Security in Baghdad is tight. Armed Baath party militia are on street corners. Outside the capital it is impossible to know at first hand what is happening. But the willingness of the government to take journalists to Basra, near the Kuwaiti border in the south, suggests that it is confident that they are fully in control, despite the fact that some of the bombardment was specifically aimed at destabilising Republican Guard units in the area.

It was not a war without victims. In the first two days the Iraqi Ministry of Health says 68 civilians were killed in and around Baghdad. Indirect casualties are likely to be far greater. Much of Iraq's 22 million people live on or just below subsistence level.

Unicef said that a survey it carried out in October showed that one in five Iraqi infants are suffering from chronic or acute malnutrition.

With so many people only just surviving from day to day it does not take much to push them below the breadline. For instance, every morning in normal times thousands of labourers gather in different parts of Baghdad waiting to be hired. They earn the equivalent of about one pound a day. For the last three days they have not been seen.

"People like that have nothing to fall back on," said Margaret Hassan, the head of Care International, the aid organisation in Iraq. "There are people here so poor that they cannot even afford the 200 dinars - 11 pence - which it takes to buy the official food ration. For a month, I was in a hospital in Kerbala (in the south) where they had no food to feed the mothers of newborn infants. Children over the age of one were getting a cup of tea and a piece of bread in the morning and nothing else."

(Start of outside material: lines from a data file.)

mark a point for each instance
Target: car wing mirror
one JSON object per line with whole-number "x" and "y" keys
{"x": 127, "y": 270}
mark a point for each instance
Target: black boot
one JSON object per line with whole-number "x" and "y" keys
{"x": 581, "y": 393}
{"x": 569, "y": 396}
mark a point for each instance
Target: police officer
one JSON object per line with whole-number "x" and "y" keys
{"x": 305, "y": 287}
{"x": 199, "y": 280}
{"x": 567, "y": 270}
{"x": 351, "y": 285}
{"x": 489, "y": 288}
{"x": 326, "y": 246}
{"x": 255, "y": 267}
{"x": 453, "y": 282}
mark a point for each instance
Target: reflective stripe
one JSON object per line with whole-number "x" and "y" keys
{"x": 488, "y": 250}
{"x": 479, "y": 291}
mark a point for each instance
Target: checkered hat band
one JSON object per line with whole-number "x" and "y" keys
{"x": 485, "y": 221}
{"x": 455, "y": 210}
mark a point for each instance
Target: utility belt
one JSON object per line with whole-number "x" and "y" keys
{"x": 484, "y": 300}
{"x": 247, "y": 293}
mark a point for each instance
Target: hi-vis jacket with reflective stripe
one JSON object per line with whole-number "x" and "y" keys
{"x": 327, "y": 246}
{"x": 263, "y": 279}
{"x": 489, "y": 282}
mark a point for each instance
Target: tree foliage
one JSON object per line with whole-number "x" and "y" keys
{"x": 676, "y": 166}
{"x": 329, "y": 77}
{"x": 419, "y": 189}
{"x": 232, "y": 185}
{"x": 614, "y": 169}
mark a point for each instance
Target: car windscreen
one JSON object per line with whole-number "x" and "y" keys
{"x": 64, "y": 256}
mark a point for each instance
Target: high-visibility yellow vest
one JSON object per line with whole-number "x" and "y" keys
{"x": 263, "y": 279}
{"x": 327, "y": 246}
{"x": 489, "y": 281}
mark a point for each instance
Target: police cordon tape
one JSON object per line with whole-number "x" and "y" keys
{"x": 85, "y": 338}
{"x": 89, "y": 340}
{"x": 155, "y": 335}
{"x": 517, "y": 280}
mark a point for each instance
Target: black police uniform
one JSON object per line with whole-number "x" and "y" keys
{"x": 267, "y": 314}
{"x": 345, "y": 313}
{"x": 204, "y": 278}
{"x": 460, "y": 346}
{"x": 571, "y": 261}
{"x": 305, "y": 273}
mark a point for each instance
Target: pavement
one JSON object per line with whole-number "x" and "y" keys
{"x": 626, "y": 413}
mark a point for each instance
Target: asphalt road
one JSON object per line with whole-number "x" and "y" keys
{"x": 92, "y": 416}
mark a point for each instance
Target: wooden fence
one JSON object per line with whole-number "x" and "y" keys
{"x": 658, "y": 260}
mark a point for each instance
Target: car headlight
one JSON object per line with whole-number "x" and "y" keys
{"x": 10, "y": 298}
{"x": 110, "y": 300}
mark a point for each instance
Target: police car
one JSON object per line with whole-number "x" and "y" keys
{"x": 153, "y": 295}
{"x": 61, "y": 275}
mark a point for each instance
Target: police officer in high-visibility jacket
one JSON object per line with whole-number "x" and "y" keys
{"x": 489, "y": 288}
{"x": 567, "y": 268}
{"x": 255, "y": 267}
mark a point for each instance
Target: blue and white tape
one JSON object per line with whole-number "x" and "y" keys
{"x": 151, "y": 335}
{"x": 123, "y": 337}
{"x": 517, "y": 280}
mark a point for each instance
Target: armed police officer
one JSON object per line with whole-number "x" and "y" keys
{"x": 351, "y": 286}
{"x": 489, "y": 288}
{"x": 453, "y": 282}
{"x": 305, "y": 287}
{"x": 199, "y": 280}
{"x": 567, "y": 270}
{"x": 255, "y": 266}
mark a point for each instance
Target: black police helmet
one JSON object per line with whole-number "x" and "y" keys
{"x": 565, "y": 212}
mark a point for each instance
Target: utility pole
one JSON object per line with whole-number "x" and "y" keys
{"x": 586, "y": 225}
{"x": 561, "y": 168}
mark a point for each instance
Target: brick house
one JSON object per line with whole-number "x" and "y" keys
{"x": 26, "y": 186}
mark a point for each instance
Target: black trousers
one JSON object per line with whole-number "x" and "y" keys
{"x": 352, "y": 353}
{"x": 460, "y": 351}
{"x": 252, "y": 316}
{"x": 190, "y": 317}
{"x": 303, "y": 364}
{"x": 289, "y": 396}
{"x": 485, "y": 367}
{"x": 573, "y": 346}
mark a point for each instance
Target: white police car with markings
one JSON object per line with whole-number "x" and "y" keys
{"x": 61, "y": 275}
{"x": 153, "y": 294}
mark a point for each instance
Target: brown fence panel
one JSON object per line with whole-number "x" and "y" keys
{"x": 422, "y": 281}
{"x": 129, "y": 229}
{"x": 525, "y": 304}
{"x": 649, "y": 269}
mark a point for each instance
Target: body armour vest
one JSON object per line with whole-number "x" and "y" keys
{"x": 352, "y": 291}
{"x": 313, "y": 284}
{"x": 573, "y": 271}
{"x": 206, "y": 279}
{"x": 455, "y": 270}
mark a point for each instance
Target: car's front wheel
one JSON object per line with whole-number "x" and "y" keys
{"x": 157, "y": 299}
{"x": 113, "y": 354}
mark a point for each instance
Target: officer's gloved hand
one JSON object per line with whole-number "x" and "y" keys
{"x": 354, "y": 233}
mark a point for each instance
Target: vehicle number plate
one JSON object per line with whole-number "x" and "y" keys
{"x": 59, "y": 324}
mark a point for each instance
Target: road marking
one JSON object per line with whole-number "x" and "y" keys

In many ways Iraq has become less vulnerable to high technology attack because it has returned, after eight years of sanctions, to a pre-technological age. There is not a lot left to destroy.

In Saddam City, the huge working-class district of east Baghdad, a local doctor, who did not want to be named, said: "The economic collapse here even generates jobs. People no longer use the telephone, but send messages by hand. Street cleaning is done by men with buckets not garbage trucks. Of course they get paid very little money."

Amidst such massive deprivation a few hundred missiles - frightening though they are as they strike - make little impact on the lives of ordinary Iraqis. It is unlikely to make them rise up against the government, even if they were able to do so against such a tightly organised security system. This is the view of every Iraqi I have spoken to in Baghdad. One man summed up the views of all the others: "In the end, it was not really serious."